WAYPOINTS: God's peace gives 'sure and certain hope'

Monday is my day off. It is snapper season. Last Monday the weather was crummy. My buddies were either working or had read the weather report. No problem. My boat was gassed, there were plenty of snacks and drinks aboard, and my Labrador retriever, Patmos, is always up for a ride. Did I mention that snapper season is short and opportunities to fish are limited? That explains everything which follows.

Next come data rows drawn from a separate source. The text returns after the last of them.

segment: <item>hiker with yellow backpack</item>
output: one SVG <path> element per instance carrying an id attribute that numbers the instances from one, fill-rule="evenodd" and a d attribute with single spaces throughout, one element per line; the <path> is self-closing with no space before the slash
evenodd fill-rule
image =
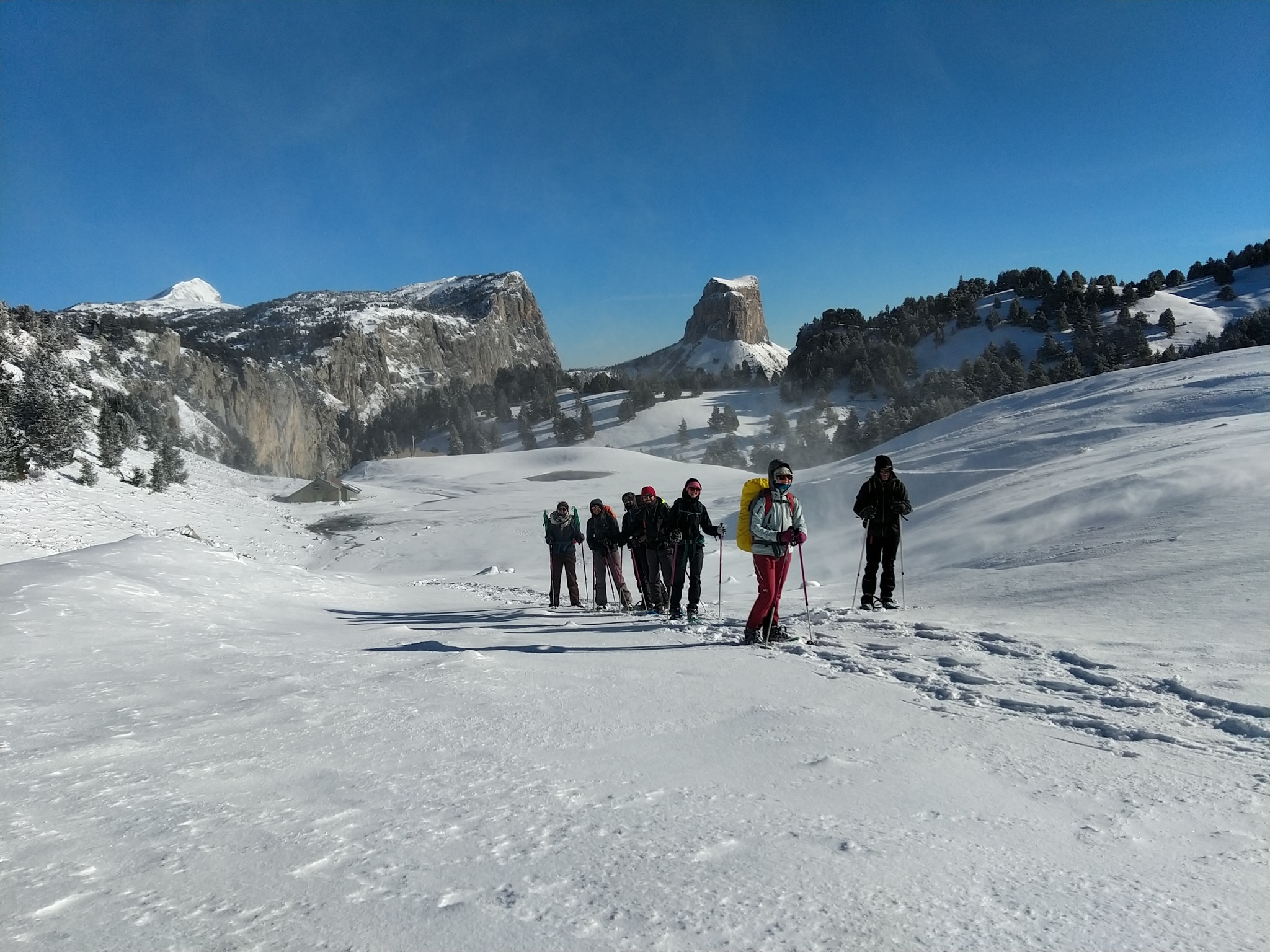
<path id="1" fill-rule="evenodd" d="M 803 505 L 790 493 L 794 470 L 781 459 L 767 465 L 767 479 L 749 480 L 740 493 L 737 545 L 754 557 L 758 598 L 745 619 L 743 645 L 789 641 L 780 626 L 781 590 L 790 570 L 790 550 L 806 542 Z"/>

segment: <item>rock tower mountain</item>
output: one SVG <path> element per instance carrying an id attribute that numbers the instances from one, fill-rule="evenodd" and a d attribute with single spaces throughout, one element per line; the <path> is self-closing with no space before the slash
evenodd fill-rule
<path id="1" fill-rule="evenodd" d="M 683 341 L 695 344 L 702 338 L 715 340 L 743 340 L 747 344 L 770 344 L 767 324 L 763 321 L 763 298 L 758 292 L 758 278 L 711 278 L 706 282 L 701 300 L 692 308 L 692 316 L 683 329 Z"/>
<path id="2" fill-rule="evenodd" d="M 789 354 L 767 334 L 758 278 L 747 274 L 710 278 L 677 343 L 613 369 L 634 374 L 695 369 L 718 373 L 748 363 L 771 377 L 785 371 Z"/>

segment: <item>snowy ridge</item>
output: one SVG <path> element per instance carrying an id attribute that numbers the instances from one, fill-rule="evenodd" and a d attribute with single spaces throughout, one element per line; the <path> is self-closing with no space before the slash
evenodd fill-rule
<path id="1" fill-rule="evenodd" d="M 236 311 L 237 305 L 221 300 L 221 292 L 202 278 L 190 278 L 160 291 L 144 301 L 122 301 L 118 303 L 79 303 L 67 311 L 93 311 L 116 316 L 169 317 L 190 311 Z"/>
<path id="2" fill-rule="evenodd" d="M 173 284 L 166 291 L 160 291 L 150 298 L 151 301 L 197 301 L 199 303 L 222 303 L 221 292 L 213 288 L 202 278 L 190 278 Z"/>

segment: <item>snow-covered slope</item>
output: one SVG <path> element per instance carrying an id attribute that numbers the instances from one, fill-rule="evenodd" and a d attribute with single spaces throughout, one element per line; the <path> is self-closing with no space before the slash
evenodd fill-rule
<path id="1" fill-rule="evenodd" d="M 381 461 L 300 506 L 197 459 L 163 496 L 0 484 L 3 944 L 1261 948 L 1266 350 L 884 447 L 906 612 L 850 611 L 869 459 L 799 472 L 818 644 L 787 650 L 730 644 L 730 539 L 723 621 L 544 604 L 544 508 L 691 475 L 732 528 L 732 470 Z"/>

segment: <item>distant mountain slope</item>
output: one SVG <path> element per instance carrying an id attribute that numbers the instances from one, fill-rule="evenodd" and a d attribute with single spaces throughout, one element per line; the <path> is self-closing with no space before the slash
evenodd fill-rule
<path id="1" fill-rule="evenodd" d="M 710 278 L 679 340 L 611 369 L 634 376 L 667 376 L 698 369 L 719 373 L 745 363 L 773 377 L 784 372 L 787 360 L 789 350 L 772 343 L 767 334 L 758 278 L 747 274 Z"/>
<path id="2" fill-rule="evenodd" d="M 503 369 L 559 372 L 546 321 L 525 278 L 481 274 L 392 291 L 306 291 L 246 307 L 206 282 L 147 301 L 80 303 L 65 312 L 86 336 L 117 339 L 141 363 L 150 399 L 211 421 L 241 465 L 277 475 L 342 470 L 366 434 L 424 390 L 493 383 Z M 85 357 L 100 348 L 86 344 Z M 110 374 L 107 374 L 110 376 Z"/>

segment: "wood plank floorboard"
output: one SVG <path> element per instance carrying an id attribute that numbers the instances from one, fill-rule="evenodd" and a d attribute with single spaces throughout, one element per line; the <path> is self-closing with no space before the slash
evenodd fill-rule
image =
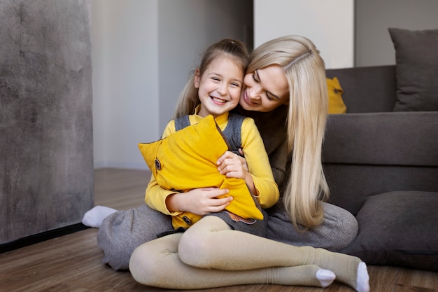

I got a late start, so I decided to stop on a spot just three miles out of the pass. By all appearances one would assume that I timed my arrival at my destination to coincide with a pretty significant squall. I threw my marker buoy into three to four foot windswept seas. Undaunted by the driving rain, I donned my orange parka and baited my hook. Dropping it into the gulf I quickly discovered that the current was running at about three or four knots. What followed was 50 minutes of an exercise in futility.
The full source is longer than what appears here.